Observability & Operations

VRP Billing exposes consistent logging, metrics and SLO instrumentation so that both sandbox and live environments can be monitored with the same tooling.

Structured logging

All requests now emit a single JSON log line via api.middleware.RequestLoggingMiddleware. Every entry contains the following keys:

Field	Description
`timestamp`	UTC timestamp with millisecond precision.
`level`	Log severity (`INFO`, `WARNING`, `ERROR`).
`logger`	Originating logger name (request logs use `vrp.request`).
`request_id`	Unique hex identifier attached to the Django `HttpRequest`. Included on API error payloads.
`method`	HTTP verb.
`path` / `route`	Raw path plus the resolved Django route/view name.
`status_code`	HTTP status returned to the caller.
`duration_ms`	End-to-end processing time.
`environment`	`sandbox`, `live` or `dev` (falls back to `ENVIRONMENT`).
`merchant_id`	Active merchant id resolved from the API key or session, when available.
`client_ip` / `user_agent`	Caller metadata extracted from the request headers.
`rate_limit`	Aggregated limit state (scope, bucket, remaining requests and whether the call was throttled).
`idempotency`	Idempotency key, lookup outcome (`miss`, `stored`, `replay`, `conflict`, `locked`, `invalid`) and stored record id when present.
`response_bytes`	Payload size where determinable.

Logs are emitted via common.logging.JsonFormatter, so any additional context added with extra={"event": {...}} is preserved in the JSON structure.

Prometheus metrics

api.metrics registers the following Prometheus series (exported at /metrics/):

Metric	Type	Labels	Description
`vrp_api_requests_total`	Counter	`method`, `route`, `status`, `environment`	Total HTTP requests processed.
`vrp_api_request_latency_seconds`	Histogram	`method`, `route`, `environment`	Request latency distribution.
`vrp_api_rate_limit_requests_total`	Counter	`scope`, `bucket_type`	Rate limiter evaluations by scope/bucket.
`vrp_api_rate_limit_blocked_total`	Counter	`scope`, `bucket_type`	Requests rejected by the rate limiter.
`vrp_api_throttle_drops_total`	Counter	`scope`, `bucket_type`	Requests dropped because a throttle bucket was exhausted.
`vrp_webhook_delivery_attempts_total`	Counter	`merchant_id`, `endpoint_id`, `status` (`delivered`, `retry`, `dead_letter`)	Fan-out webhook delivery attempts.
`vrp_webhook_delivery_failures_total`	Counter	`merchant_id`, `endpoint_id`, `reason`	Categorised failure reasons (`endpoint_disabled`, `network_error`, `http_4xx`, `http_5xx`, `max_retries`, …).
`vrp_webhook_delivery_latency_seconds`	Histogram	`merchant_id`, `endpoint_id`	Delivery latency per endpoint.

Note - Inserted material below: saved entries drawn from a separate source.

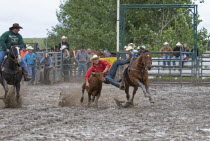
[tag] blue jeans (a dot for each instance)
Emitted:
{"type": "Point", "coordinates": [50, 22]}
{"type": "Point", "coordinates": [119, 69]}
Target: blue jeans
{"type": "Point", "coordinates": [110, 76]}
{"type": "Point", "coordinates": [174, 62]}
{"type": "Point", "coordinates": [31, 72]}
{"type": "Point", "coordinates": [165, 58]}
{"type": "Point", "coordinates": [3, 54]}
{"type": "Point", "coordinates": [81, 67]}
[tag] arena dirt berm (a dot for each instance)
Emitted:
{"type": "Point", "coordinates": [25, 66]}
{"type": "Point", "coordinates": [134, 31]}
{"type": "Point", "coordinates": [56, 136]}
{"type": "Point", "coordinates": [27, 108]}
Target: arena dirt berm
{"type": "Point", "coordinates": [179, 114]}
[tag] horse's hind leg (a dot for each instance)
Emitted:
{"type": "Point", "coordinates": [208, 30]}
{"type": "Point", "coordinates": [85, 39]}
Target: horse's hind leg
{"type": "Point", "coordinates": [89, 99]}
{"type": "Point", "coordinates": [96, 101]}
{"type": "Point", "coordinates": [6, 89]}
{"type": "Point", "coordinates": [127, 92]}
{"type": "Point", "coordinates": [146, 91]}
{"type": "Point", "coordinates": [150, 97]}
{"type": "Point", "coordinates": [134, 92]}
{"type": "Point", "coordinates": [17, 91]}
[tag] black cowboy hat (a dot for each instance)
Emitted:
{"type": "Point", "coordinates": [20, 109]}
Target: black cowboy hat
{"type": "Point", "coordinates": [15, 25]}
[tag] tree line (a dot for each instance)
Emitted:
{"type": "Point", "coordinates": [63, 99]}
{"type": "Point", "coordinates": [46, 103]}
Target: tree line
{"type": "Point", "coordinates": [93, 23]}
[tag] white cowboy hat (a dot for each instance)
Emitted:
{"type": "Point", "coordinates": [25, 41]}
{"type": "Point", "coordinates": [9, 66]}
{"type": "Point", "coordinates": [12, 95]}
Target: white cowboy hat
{"type": "Point", "coordinates": [143, 47]}
{"type": "Point", "coordinates": [29, 47]}
{"type": "Point", "coordinates": [132, 45]}
{"type": "Point", "coordinates": [63, 47]}
{"type": "Point", "coordinates": [166, 43]}
{"type": "Point", "coordinates": [63, 37]}
{"type": "Point", "coordinates": [138, 47]}
{"type": "Point", "coordinates": [94, 57]}
{"type": "Point", "coordinates": [129, 48]}
{"type": "Point", "coordinates": [178, 44]}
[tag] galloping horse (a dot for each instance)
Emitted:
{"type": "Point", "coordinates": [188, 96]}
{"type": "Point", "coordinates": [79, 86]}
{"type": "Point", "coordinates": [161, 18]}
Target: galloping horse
{"type": "Point", "coordinates": [11, 72]}
{"type": "Point", "coordinates": [136, 75]}
{"type": "Point", "coordinates": [73, 64]}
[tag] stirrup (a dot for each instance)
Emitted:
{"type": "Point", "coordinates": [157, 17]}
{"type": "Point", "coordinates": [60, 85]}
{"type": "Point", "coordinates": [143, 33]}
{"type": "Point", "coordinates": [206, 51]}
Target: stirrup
{"type": "Point", "coordinates": [122, 86]}
{"type": "Point", "coordinates": [27, 77]}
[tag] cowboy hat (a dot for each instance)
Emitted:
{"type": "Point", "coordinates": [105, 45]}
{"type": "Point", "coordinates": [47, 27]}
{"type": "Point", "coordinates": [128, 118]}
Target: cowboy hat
{"type": "Point", "coordinates": [138, 47]}
{"type": "Point", "coordinates": [129, 48]}
{"type": "Point", "coordinates": [63, 47]}
{"type": "Point", "coordinates": [166, 43]}
{"type": "Point", "coordinates": [15, 25]}
{"type": "Point", "coordinates": [143, 47]}
{"type": "Point", "coordinates": [132, 45]}
{"type": "Point", "coordinates": [178, 44]}
{"type": "Point", "coordinates": [63, 37]}
{"type": "Point", "coordinates": [29, 47]}
{"type": "Point", "coordinates": [94, 57]}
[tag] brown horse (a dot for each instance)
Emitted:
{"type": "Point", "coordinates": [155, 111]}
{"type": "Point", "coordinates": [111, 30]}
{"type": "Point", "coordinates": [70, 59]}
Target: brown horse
{"type": "Point", "coordinates": [100, 53]}
{"type": "Point", "coordinates": [73, 64]}
{"type": "Point", "coordinates": [136, 75]}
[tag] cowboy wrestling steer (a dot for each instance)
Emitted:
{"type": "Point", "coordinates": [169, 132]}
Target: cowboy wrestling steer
{"type": "Point", "coordinates": [94, 89]}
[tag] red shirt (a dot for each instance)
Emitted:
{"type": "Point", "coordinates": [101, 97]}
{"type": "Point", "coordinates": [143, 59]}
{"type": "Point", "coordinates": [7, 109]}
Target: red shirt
{"type": "Point", "coordinates": [102, 64]}
{"type": "Point", "coordinates": [23, 53]}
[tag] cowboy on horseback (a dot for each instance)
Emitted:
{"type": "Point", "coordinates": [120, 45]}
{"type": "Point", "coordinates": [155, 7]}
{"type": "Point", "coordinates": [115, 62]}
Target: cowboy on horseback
{"type": "Point", "coordinates": [108, 70]}
{"type": "Point", "coordinates": [8, 39]}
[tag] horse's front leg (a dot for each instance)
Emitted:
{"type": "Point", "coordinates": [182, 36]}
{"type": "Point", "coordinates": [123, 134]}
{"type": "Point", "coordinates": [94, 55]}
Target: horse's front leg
{"type": "Point", "coordinates": [17, 91]}
{"type": "Point", "coordinates": [143, 88]}
{"type": "Point", "coordinates": [150, 97]}
{"type": "Point", "coordinates": [134, 92]}
{"type": "Point", "coordinates": [6, 89]}
{"type": "Point", "coordinates": [127, 92]}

observe_request_metrics is called from the request logging middleware and feeds requests_total and request_latency_seconds. Throttled requests add entries to vrp_api_throttle_drops_total, while the existing rate-limit database roll-up remains unchanged. merchants.webhooks records webhook attempts, distinguishing retries, dead letters and delivered events.

Service level objectives

Sandbox

Availability target: 99.0% successful responses over a rolling 30-day window.
Error budget: 1.0% (~7h 12m monthly). Consumed whenever vrp_api_requests_total{environment="sandbox",status=~"5.."} increments.
Alerts:
Early warning: fire when 50% of the monthly budget is consumed within 7 days.
Budget exhaustion: fire when 75% of the budget is consumed or the remaining budget will be depleted in less than 72 hours at the current burn rate.

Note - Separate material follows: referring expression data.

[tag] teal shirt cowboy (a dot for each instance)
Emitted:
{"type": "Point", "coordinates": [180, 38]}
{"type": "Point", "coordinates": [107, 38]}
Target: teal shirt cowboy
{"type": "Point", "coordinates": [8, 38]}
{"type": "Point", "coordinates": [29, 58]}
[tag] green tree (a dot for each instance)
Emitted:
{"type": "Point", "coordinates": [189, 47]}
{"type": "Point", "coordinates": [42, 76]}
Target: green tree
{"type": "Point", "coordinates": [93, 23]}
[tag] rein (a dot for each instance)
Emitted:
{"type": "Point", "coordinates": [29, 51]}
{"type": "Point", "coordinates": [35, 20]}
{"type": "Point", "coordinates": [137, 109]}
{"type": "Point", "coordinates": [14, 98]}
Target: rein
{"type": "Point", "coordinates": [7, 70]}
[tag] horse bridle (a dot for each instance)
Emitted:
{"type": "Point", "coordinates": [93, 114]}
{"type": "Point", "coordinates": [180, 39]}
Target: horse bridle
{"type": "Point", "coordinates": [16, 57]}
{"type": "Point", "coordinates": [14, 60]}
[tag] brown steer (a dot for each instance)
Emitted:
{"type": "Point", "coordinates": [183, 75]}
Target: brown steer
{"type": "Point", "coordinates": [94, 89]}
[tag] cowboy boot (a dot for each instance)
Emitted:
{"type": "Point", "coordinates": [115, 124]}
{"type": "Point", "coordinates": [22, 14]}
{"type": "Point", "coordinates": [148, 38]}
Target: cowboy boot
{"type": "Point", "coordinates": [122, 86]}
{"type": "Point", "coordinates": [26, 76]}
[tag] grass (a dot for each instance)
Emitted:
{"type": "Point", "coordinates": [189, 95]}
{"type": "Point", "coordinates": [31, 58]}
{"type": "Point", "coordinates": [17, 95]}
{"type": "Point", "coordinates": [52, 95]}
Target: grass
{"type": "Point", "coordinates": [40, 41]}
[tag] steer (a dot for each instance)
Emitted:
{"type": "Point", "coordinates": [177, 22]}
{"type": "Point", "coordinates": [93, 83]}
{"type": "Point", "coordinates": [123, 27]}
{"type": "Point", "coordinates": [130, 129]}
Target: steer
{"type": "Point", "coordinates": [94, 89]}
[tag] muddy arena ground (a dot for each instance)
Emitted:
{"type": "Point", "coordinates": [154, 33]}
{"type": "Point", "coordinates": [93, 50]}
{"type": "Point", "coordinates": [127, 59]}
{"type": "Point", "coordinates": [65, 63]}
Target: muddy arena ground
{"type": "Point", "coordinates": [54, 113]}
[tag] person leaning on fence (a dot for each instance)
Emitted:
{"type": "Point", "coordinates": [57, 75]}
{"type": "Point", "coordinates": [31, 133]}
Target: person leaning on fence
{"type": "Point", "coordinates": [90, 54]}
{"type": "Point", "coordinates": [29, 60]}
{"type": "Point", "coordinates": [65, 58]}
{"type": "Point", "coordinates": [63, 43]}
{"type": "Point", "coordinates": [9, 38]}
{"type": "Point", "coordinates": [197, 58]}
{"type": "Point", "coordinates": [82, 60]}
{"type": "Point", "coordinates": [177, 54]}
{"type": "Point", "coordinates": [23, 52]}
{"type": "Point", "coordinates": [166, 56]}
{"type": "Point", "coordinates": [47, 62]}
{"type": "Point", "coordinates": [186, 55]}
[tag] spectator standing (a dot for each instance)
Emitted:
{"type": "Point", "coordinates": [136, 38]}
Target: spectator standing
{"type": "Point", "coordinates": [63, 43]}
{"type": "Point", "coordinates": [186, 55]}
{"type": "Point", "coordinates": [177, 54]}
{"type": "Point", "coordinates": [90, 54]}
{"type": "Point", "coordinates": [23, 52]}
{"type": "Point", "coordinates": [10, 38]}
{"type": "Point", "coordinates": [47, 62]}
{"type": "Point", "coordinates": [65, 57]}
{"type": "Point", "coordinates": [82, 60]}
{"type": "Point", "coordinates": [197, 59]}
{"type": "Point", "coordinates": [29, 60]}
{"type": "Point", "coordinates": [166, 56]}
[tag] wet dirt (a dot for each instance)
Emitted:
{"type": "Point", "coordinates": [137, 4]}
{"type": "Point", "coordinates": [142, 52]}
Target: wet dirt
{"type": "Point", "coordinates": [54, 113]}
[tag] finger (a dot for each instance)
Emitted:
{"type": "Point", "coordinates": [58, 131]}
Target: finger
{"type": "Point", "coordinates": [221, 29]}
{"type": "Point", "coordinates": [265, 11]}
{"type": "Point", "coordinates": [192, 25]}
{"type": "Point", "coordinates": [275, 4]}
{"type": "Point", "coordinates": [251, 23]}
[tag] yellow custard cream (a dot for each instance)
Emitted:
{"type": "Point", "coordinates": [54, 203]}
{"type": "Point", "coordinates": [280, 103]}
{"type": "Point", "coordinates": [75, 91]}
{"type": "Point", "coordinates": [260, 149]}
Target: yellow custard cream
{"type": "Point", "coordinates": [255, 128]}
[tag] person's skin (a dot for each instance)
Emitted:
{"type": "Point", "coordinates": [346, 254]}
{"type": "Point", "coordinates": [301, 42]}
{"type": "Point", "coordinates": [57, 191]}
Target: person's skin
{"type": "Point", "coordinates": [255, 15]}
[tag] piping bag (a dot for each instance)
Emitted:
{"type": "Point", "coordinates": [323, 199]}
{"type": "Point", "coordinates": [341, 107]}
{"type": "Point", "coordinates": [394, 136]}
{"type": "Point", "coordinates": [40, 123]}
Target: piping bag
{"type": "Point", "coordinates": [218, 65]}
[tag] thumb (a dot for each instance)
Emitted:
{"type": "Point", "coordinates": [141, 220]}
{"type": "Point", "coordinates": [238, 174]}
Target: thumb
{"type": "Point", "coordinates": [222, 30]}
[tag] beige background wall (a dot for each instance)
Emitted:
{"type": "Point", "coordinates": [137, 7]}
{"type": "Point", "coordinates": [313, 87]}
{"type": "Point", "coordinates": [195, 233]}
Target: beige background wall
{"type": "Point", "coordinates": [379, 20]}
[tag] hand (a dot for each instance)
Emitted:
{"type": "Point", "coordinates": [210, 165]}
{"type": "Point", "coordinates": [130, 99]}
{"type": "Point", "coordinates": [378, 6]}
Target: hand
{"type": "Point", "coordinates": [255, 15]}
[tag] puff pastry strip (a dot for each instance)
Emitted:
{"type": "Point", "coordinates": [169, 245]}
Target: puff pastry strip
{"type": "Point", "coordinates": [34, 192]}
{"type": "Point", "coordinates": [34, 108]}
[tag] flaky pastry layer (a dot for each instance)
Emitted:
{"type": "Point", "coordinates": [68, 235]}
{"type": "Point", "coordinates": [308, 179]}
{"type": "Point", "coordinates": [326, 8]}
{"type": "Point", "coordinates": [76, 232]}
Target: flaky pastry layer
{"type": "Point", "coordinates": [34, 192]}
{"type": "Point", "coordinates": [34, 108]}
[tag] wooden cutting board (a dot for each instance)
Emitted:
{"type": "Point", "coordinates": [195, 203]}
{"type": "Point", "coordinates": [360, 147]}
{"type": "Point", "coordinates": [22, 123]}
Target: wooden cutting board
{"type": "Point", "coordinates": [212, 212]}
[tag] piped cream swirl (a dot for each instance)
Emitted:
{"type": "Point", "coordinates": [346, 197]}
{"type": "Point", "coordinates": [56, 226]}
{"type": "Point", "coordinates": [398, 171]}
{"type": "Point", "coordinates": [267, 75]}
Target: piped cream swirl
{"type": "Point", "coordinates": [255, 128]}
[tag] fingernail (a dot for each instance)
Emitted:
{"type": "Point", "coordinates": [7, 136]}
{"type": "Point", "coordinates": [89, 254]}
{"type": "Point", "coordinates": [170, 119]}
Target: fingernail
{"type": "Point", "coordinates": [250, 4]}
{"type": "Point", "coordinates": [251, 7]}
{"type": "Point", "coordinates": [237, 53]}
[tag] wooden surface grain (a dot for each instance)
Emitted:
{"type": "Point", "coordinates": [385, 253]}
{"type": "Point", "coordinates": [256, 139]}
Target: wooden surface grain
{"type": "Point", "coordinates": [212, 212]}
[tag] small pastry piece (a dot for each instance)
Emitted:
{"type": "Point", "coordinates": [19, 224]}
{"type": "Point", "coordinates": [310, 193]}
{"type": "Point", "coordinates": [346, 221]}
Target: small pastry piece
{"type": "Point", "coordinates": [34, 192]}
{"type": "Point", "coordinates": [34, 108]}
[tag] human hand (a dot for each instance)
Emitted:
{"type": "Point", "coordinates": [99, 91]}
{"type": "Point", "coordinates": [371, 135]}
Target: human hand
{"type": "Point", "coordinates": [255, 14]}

These alerts can be expressed in Prometheus using recording rules on vrp_api_requests_total split by environment.

Live

Availability target: 99.9% successful responses over a rolling 30-day window.
Error budget: 0.1% (~43m monthly). Tracked via the same counters but filtered with environment="live".
Alerts:
Early warning: trigger when burn rate exceeds 2× over 1 hour and 6 hours (multi-window, multi-burn-rate alerting) to catch fast failures.
Budget exhaustion: trigger when projected depletion is under 24 hours.

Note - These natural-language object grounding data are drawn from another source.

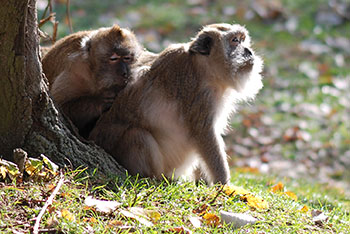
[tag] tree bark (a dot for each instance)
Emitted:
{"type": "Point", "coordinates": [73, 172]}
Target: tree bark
{"type": "Point", "coordinates": [28, 117]}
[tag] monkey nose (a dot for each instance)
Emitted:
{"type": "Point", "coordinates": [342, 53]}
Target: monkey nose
{"type": "Point", "coordinates": [247, 53]}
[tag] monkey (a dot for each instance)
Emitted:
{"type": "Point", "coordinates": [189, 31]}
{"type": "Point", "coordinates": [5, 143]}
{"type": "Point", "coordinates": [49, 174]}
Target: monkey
{"type": "Point", "coordinates": [87, 69]}
{"type": "Point", "coordinates": [171, 120]}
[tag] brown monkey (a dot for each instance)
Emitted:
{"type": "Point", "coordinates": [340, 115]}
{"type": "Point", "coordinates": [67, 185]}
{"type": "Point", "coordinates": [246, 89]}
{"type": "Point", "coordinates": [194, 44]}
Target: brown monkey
{"type": "Point", "coordinates": [87, 69]}
{"type": "Point", "coordinates": [173, 117]}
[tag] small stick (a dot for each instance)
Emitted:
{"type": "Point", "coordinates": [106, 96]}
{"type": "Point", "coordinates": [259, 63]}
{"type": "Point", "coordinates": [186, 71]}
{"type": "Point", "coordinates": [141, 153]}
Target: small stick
{"type": "Point", "coordinates": [68, 16]}
{"type": "Point", "coordinates": [217, 195]}
{"type": "Point", "coordinates": [47, 203]}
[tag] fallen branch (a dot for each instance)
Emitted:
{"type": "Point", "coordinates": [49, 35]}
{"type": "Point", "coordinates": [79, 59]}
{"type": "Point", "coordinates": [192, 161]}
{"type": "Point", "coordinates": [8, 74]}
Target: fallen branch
{"type": "Point", "coordinates": [47, 203]}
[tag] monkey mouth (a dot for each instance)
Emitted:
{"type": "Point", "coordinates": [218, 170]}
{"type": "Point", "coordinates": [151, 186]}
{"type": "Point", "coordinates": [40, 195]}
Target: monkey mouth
{"type": "Point", "coordinates": [247, 65]}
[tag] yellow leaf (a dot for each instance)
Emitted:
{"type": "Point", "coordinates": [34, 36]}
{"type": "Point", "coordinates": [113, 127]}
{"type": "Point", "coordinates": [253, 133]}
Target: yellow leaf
{"type": "Point", "coordinates": [3, 171]}
{"type": "Point", "coordinates": [304, 209]}
{"type": "Point", "coordinates": [115, 223]}
{"type": "Point", "coordinates": [211, 219]}
{"type": "Point", "coordinates": [153, 215]}
{"type": "Point", "coordinates": [252, 170]}
{"type": "Point", "coordinates": [232, 190]}
{"type": "Point", "coordinates": [256, 202]}
{"type": "Point", "coordinates": [201, 210]}
{"type": "Point", "coordinates": [30, 170]}
{"type": "Point", "coordinates": [67, 215]}
{"type": "Point", "coordinates": [277, 187]}
{"type": "Point", "coordinates": [291, 195]}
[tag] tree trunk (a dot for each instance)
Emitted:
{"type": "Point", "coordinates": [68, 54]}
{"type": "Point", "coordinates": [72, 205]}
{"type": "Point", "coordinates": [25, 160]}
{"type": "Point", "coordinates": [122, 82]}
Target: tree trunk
{"type": "Point", "coordinates": [28, 118]}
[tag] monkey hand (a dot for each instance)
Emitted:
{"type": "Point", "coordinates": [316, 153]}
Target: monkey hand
{"type": "Point", "coordinates": [107, 97]}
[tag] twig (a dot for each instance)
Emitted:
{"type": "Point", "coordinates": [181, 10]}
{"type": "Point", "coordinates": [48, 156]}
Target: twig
{"type": "Point", "coordinates": [48, 7]}
{"type": "Point", "coordinates": [51, 18]}
{"type": "Point", "coordinates": [47, 203]}
{"type": "Point", "coordinates": [68, 16]}
{"type": "Point", "coordinates": [54, 34]}
{"type": "Point", "coordinates": [217, 195]}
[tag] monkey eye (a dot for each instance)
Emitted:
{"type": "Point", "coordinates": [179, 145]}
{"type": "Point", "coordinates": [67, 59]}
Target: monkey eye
{"type": "Point", "coordinates": [235, 41]}
{"type": "Point", "coordinates": [127, 59]}
{"type": "Point", "coordinates": [114, 57]}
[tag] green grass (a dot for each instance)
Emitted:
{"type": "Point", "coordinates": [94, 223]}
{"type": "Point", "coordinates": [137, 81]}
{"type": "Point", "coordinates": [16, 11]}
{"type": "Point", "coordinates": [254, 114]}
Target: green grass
{"type": "Point", "coordinates": [175, 202]}
{"type": "Point", "coordinates": [287, 89]}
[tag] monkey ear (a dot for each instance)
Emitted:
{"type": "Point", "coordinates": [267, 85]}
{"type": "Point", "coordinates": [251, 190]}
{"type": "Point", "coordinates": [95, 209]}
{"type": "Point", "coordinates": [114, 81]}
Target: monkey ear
{"type": "Point", "coordinates": [202, 44]}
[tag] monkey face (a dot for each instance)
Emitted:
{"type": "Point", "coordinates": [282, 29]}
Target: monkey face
{"type": "Point", "coordinates": [111, 53]}
{"type": "Point", "coordinates": [227, 49]}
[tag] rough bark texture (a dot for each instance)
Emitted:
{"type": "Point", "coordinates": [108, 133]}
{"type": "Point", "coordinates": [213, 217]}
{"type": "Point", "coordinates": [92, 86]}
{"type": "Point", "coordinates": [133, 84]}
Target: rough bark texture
{"type": "Point", "coordinates": [15, 105]}
{"type": "Point", "coordinates": [28, 118]}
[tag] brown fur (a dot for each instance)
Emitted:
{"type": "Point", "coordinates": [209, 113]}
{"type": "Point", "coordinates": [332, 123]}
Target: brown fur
{"type": "Point", "coordinates": [87, 69]}
{"type": "Point", "coordinates": [178, 109]}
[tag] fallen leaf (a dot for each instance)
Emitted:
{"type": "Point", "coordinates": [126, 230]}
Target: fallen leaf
{"type": "Point", "coordinates": [195, 221]}
{"type": "Point", "coordinates": [253, 170]}
{"type": "Point", "coordinates": [237, 219]}
{"type": "Point", "coordinates": [52, 166]}
{"type": "Point", "coordinates": [291, 195]}
{"type": "Point", "coordinates": [232, 190]}
{"type": "Point", "coordinates": [102, 205]}
{"type": "Point", "coordinates": [67, 215]}
{"type": "Point", "coordinates": [255, 202]}
{"type": "Point", "coordinates": [201, 210]}
{"type": "Point", "coordinates": [90, 220]}
{"type": "Point", "coordinates": [304, 209]}
{"type": "Point", "coordinates": [277, 187]}
{"type": "Point", "coordinates": [140, 219]}
{"type": "Point", "coordinates": [114, 223]}
{"type": "Point", "coordinates": [152, 214]}
{"type": "Point", "coordinates": [180, 230]}
{"type": "Point", "coordinates": [3, 171]}
{"type": "Point", "coordinates": [33, 166]}
{"type": "Point", "coordinates": [211, 219]}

Use the latency histogram to define latency SLOs (e.g. P95 < 500 ms) by aggregating vrp_api_request_latency_seconds_bucket.

Both environments share the same instrumentation, so Grafana dashboards and alerting rules can be parameterised by environment. The additional webhook metrics provide visibility into downstream integrations, enabling alerts when retries or dead letters exceed healthy thresholds.